Le torrent
Il se hâte, le torrent. Il n'a pas le temps. Il lui faut rejoindre au plus vite la rivière en vallée. Les moulins ont besoin de son eau. Les tanneries comptent sur lui pour assouplir les cuirs, les lavoirs pour rendre le linge éclatant.
Les sources innombrables le pressent. Elles veulent connaître des villages, des villes. Il lui faut ramasser les fontaines des hameaux, les ruisseaux des vallons.
Il n'a pas le temps. Il se précipite. Il saute sur les rochers, chute, se redresse et reprend sa course. Il n'a pas le temps de voir le soleil rougir les rochers de la combe, ni de voir naître sur la mousse le petit isard.
Jour et nuit, il dévale. C'est à peine s'il a vu grandir les truitelles, dans le petit bassin où la mère avait déposé ses oeufs. Aujourd'hui elles se jouent de ses bouillonnements et de ses chutes.
Lorsqu'il croise le chemin des pèlerins, il se rend étale prenant soin de ne pas emporter les pierres plates sur lesquelles leurs pieds se posent.

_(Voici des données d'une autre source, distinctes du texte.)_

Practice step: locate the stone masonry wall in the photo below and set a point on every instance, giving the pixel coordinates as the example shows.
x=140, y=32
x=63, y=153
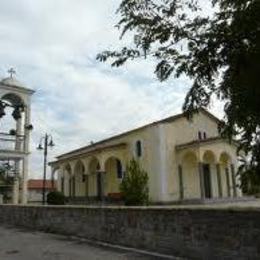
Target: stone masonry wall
x=195, y=233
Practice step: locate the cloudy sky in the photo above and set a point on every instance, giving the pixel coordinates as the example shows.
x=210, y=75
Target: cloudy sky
x=52, y=45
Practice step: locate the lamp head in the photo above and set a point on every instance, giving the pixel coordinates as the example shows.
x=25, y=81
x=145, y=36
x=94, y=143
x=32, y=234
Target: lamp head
x=51, y=143
x=39, y=147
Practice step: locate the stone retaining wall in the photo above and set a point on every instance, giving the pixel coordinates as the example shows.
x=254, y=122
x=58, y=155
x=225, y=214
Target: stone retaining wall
x=195, y=233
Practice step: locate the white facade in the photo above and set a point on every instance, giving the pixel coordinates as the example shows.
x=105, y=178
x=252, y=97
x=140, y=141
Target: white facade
x=184, y=159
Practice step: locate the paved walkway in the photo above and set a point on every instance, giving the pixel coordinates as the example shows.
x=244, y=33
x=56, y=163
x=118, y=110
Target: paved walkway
x=18, y=244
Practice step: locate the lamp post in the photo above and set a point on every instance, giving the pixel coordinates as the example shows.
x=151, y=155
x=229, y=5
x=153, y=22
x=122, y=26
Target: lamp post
x=45, y=142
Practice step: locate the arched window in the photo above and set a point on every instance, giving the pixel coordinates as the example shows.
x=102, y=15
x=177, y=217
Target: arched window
x=138, y=148
x=119, y=169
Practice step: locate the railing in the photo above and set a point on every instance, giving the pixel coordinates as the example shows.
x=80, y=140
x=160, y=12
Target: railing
x=11, y=142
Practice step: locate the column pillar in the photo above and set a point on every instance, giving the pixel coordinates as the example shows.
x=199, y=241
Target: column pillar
x=220, y=192
x=181, y=182
x=228, y=182
x=102, y=184
x=233, y=175
x=24, y=180
x=201, y=177
x=15, y=195
x=86, y=184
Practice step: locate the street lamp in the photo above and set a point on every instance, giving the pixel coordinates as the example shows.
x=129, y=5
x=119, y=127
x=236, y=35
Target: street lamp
x=45, y=142
x=17, y=112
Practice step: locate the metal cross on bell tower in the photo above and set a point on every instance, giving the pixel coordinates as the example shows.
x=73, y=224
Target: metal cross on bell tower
x=11, y=71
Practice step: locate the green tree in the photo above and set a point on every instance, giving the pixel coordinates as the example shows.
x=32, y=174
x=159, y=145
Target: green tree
x=134, y=186
x=219, y=52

Certains parfois, de la paume de leur main, recueillent son eau vive dans un geste lourd. Il prend alors le temps de couler lentement sur leur visage grave.
Zariquiegi, le 1 juin 2016
Toute ma gratitude à l'albergue San Andres, dans ce petit village de Zariquiegi à 12 km de Pamplune, où j'ai pu bénéficié outre du confort d'un lit et du repas, de la salle tôt le matin pour écrire au calme, ce qui semble être une gageure dans les albergues d'Espagne.